Demokratik Yusufçuk

0
464

Son zamanların açık, kapalı şekilde bilinen, biçimlenen, biçimsizleştirilen, göz ardı edilemeyecek, gıyabında sayısız yazı yazılan konusu hakkında ben de çok yakın zamanda tanık olduğum sokaktaki yansımalarını sizlerle paylaşmak istiyorum.

Bu açılım konusu devam ederken ve sanıldığı üzere oluşumu çok uzun yıllar sürecek olan yapının varlığının heyecanı konunun muhatabı olan toplum içerisine bir yusufçuk gibi düşmüş olsa gerek ki yer, mekan fark etmeksizin her yerde varlığı ve üstünlüğü için yoğun bir çaba içerisine girişmekte.

Bu zamansız, plansız ve fevri davranışları haklıyken haksız konuma düşmesine sebep olmaktadır. Örneğin düğün içerisinde düğünle nasıl özleştirildiğini bilmediğim Öcalan posteri açılmasının gereğinin ne olduğunu bilmiyorum ve bu hareket hangi bilinçle, bilinçsizlikle yapılıyor onun da ayrımına varmış değilim. Olayın gerçekleşmesinin hemen ardından düğün meydanını emniyet güçleri basıyor ve olaydan haberi olan, olmayan herkesi karakola götürüyor. Sorgu sual neyse bir çoğu serbest bırakılıyor. Bunların olduğu yer ise son yerel seçimleri MHP’ nin kazandığı Manisa. Olayın devamına bakıldığında ise ertesi gün DTP’ nin kitleyi toplaması ve yine düğünün olduğu semtin çevresinde 200’e yakın kişiyle protesto yürüyüşünü görmekteyiz. Hem de bu kitle öyle bir yapı ki kalabalık olması istenildiği için yakındaki ilköğretim okulunun öğle arasına çıkması düşünülmüş. Yani içerisinde her sabah andını okuduktan sonra ‘Ne mutlu Türküm’ diye de onaylayan küçük çocuklar da bulunmakta. Yalnız bu kez ‘DTP halktır, halk burada’ diye slogan atan, o küçücük parmaklarıyla zafer işareti yapanlar da o çocuklar. Oysa neden parmaklarını ‘V’ şeklinde açtıklarını, V’nin ne anlama geldiğini bilmemekteler. Yani vaziyetten daha küçük yaşta kendine dayatılmış bir görev sunulmuş. Böyle bir olayı daha öncesinde ancak ana haber bültenlerinde Diyarbakır’da, Hakkari’de, Batman’da vs. güneydoğu illerinde canlı, cansız görebilirdik. Şimdi ise göz önüne gelen bu durum ister, istemez bölge ayrımı yapılmaksızın şehirlere, sokaklara yansıyor.
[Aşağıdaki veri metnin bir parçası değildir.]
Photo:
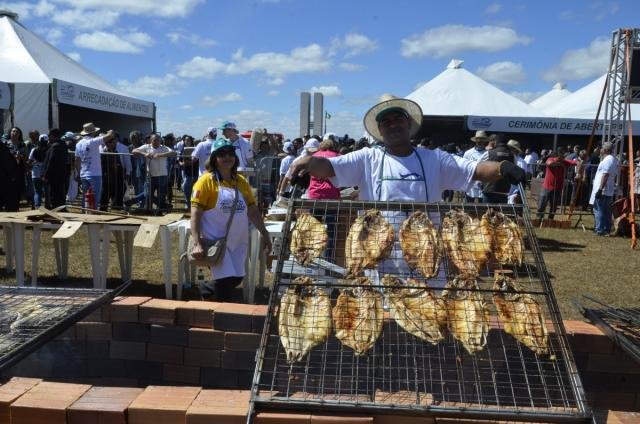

Ve çok ilginçtir ki bu kez bu topluluğun ne yanında, ne ardında polis bulunmamakta. Yani bu vurguyu şu yüzden yapıyorum. Olur da aynı sokakta durumdan vazife çıkaran bir vatandaş olur da önlerini keser, bir başkası balkondan bir söz eder vs. sonrasını düşünmek bile istemiyorum, tahmin etmişsinizdir.

Mevcut dinamikler ve gerçekleştirilen duruma bakıldığında V.İ.Lenin’in ‘Ne Yapmalı’ sının Siyasal Teşhirler bölümünde yer alan:

“Yığınları eyleme çağırmaya gelince, enerjik bir siyasal ajitasyon olur olmaz, canlı ve çarpıcı teşhirler etkin olur olmaz, bu, kendi kendine olacaktır. Bir suçluyu suçüstü yakalamak ve onu hemen bütün halkın önünde ve her yerde teşhir etmek, bir sürü ‘çağrılar’ kaleme almaktan çok daha etkilidir; ve etkisi öyledir ki, çok kez kimin yığınlara ‘çağrıda’ bulunduğunu ve kimin şu ya da bu gösteri planını vb. önerdiğini saptamayı kesinkes olanaksız kılar. Deyimin genel değil somut anlamındaki eylem çağrıları, ancak eylem yerinde yapılabilir; ancak harekete bizzat kendileri girişenler, ve bunu anında yapabilenler böyle çağrılarda bulunabilirler.” kısmındaki gibi yapılmışa benzemekte.

Lakin daha önce belirttiğim gibi orada bulunan çoğunluğun arasında gördüğüm ne yaşça büyük erkekler,ne beyaz çemberli kadınlar, ne o ufacık çocuklar biliyorum ki bilinçle hareket etmemekte.